Most people have heard of dog shaming (http://www.dogshaming.com). For the seven of you who haven’t, it’s an internet meme where a photo of a dog in a compromising position is posted with a sign describing their shameful behavior. It amuses the owners and the dogs really don’t know what the heck is going on.
Apparently “sick shaming” is a thing, too. When you tell people you’re sick (or may be) the first reaction is “Oh, you should have quit smoking” (duh) or “Do you eat unhealthy?” (I don’t). The implication, of course, being that whatever illness you have is the result of something you’ve done.

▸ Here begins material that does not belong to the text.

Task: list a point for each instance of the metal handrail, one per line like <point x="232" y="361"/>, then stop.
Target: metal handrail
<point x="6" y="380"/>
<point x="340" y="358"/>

In other words, you deserve it.
Notwithstanding the utter bullshittitude of this contention, why do people do this?
When a person implies that the illness is somehow the result of something the sick person did, it allows them the illusion that they are somehow exempt, that they are masters of their own health, that they will not make the mistakes you made, thus won’t get sick.
Well I got news for you, Sick Shamers: you have no more control over the randomness of major illness than I do. Sometimes bad shit just happens to people. In fact, you can pretty much bet your sanctimony that one day, some random bad shit will befall you. It’s not that I am wishing this upon you; it’s simply a fact.
Getting news like this is never easy. Why on Earth would you want to make it worse? You want to be human? How about some empathy? How about putting yourself in the shoes of the person who’s just gotten what may be the worst news of their lives and, oh, I don’t know, maybe try to bring them a little comfort?
Sick shaming is just a way to delude yourself into thinking you’re exempt. But you’re not. So how about you just don’t do it?